Elle se leva d’un bond, vacilla… et s’écroula. Le sol tangua. Un vertige violent lui broyait les tempes.

- Et si tu prenais soin de toi ? proposa Theorlingas en entrant.

Elian tourna la tête. L’image qu’elle percevait du nilmocelva était floue, vaporeuse. Elle se sentait nauséeuse. Son épaule, blessée par le métal noir, brûlait. Ses lèvres fendillées, sa langue râpeuse : elle n’avait pas bu depuis trop longtemps. Des crampes lui traversaient les cuisses, et son estomac hurlait. Elle s’oublia pour lui.

- Ceïlan ? souffla-t-elle, haletante.

- Toujours inconscient. Les guérisseurs t’en parleront mieux que moi.

Theorlingas évitait la question. Elian s’en fichait. Un mot suffisait : inconscient, donc vivant. Cette douleur, cette fatigue, n’étaient pas vaines.

- Les jumelles ?

- Les nourriciers s’en occupent. Ils ronchonnent, mais ils font leur devoir. Ceci dit… il y a plus urgent.

- Plus urgent ? répéta Elian, incrédule.

Plus urgent que son frère, que les filles du roi de Falathon, que ce royaume fragilisé par un assassinat ?

Theorlingas lui tendit la main. Elle la saisit - de la gauche - et se redressa. Il la soutint un instant, jusqu’à ce que les vertiges se calment, puis la guida dehors.

La fraîcheur d’Irin l’enveloppa. Le vent léger, les insectes bourdonnants mais jamais intrusifs. Une paix étrange. Le bonheur, peut-être. Mais pour Elian, c’était un monde inconnu. Dangereux.

Theorlingas grimpa dans un arbre, souple et rapide, puis désigna le sol depuis une haute branche. Un elfe noir s’y tenait à genoux, mains sur la tête, encerclé par des flèches tendues.

Elian plissa les yeux. Elle connaissait ce visage. Où l’avait-elle vu ? Dans l’escorte qui l’avait ramenée de Dalak ? L’image surgit alors, brutale : Saelim. Le roi des elfes noirs. Celui à qui elle avait cédé le trône.

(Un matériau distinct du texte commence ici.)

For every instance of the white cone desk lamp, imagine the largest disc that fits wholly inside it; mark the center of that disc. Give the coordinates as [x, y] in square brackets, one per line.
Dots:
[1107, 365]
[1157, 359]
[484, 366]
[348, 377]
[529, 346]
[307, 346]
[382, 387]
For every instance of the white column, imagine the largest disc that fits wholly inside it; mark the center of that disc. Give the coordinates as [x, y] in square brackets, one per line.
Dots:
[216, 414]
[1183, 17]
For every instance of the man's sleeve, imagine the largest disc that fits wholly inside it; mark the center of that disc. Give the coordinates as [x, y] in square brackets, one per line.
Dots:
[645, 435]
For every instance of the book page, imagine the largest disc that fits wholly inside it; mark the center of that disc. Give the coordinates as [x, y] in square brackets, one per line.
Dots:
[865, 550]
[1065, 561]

- Que fait-il ici ? murmura-t-elle. Il est resté… comme ça… tout ce temps ?

- Il était là quand nous sommes arrivés, répondit Theorlingas. Et il n’a pas bougé.

Il haussa les épaules, comme si ce détail ne méritait pas qu’on s’y attarde. Elian ne partageait pas cet avis… mais garda ses pensées pour elle.

- Il veut te parler, ajouta-t-il.

- Aide-moi à descendre, demanda Elian dont le bras droit ne répondait plus. Où est Dolandar ?

- Toujours à côté de toi, Majesté, répondit Dolandar en faisant sursauter Elian.

- Tu es parfait, indiqua-t-elle malgré les battements erratiques de son cœur.Il a l’air sous bonne garde mais méfie-toi, c’est un excellent combattant et je ne sais plus reconnaître mes alliés de mes ennemis.

- Tu me tournes le dos alors que je suis armé, dit Dolandar. Merci de me mettre dans le cercle des alliés.

Elian grimaça. Confier son dos la brûlait comme une plaie ouverte, mais elle n’avait guère le choix.

Avec l’aide de Theorlingas, elle se retrouva au sol. Elian s’accroupit devant Saelim qui leva les yeux sur elle sans changer de position et elle ne lui proposa pas de le faire.

- Que tes nuits soient sombres, Saelim, salua-t-elle en amhric.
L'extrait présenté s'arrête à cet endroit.